Well the reason i said that was because, In my experience, mashing never works. Like ever. So went people say that games are mashfests, i'm confused and wondering what games they are playing because i never seen mashing work. Second was the memorisation of long combos. While combos are inportant in most fighting games. Very few games are long combo fests. Take Soul calibur V AND SF4. The combos in those games are rarely longer than 4-5 hits. Anything more are flashy non-optimal combos for swag. While there are games like blazblue and UMVC3 who are combo heavy, most games aren't.TheVampwizimp said:Yeah, it's not about any particular game ruining the genre. It's that you eventually to get to the point where you've played enough fighting games that they start to look the same. The thing about fighters is that they all operate on one basic mechanic: press a button, character attacks. There is nothing else to them, or else they wouldn't be fighting games.

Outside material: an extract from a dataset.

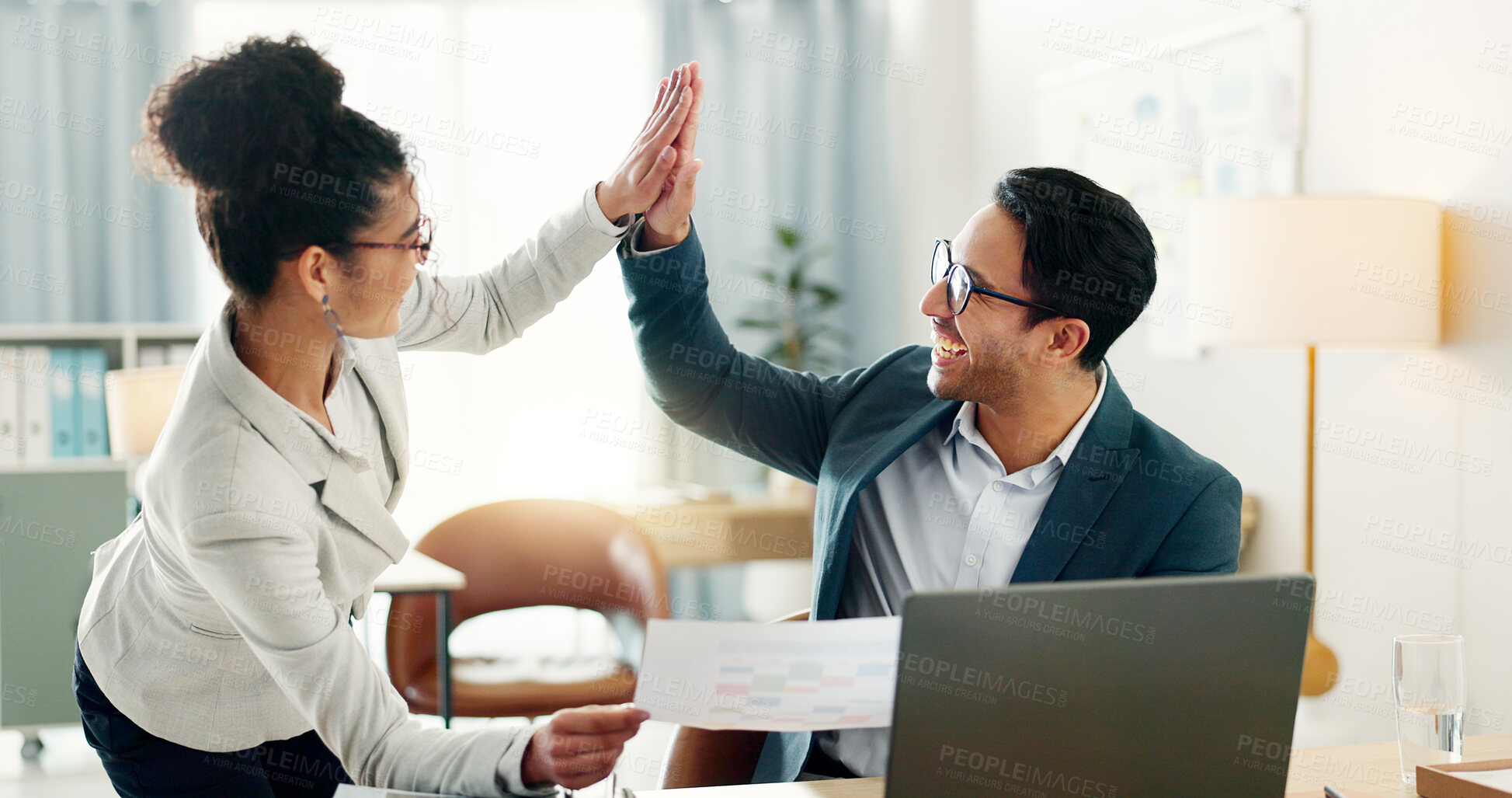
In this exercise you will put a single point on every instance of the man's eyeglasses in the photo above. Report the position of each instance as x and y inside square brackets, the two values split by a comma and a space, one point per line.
[958, 284]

Secondly, the only way to compete at anything beyond party game level is to invest just absurd amounts of time into them. Just learning one character in one game well enough to play online takes days, even weeks. It's REALLY not worth the time when there are so many other games that offer more complex and variable experiences.
That being said. To paraphrase Destiny, i could tell you how fighting games are complex and viariable experiences ,but i won't. Out of curiosity, what was the last fighting game you played?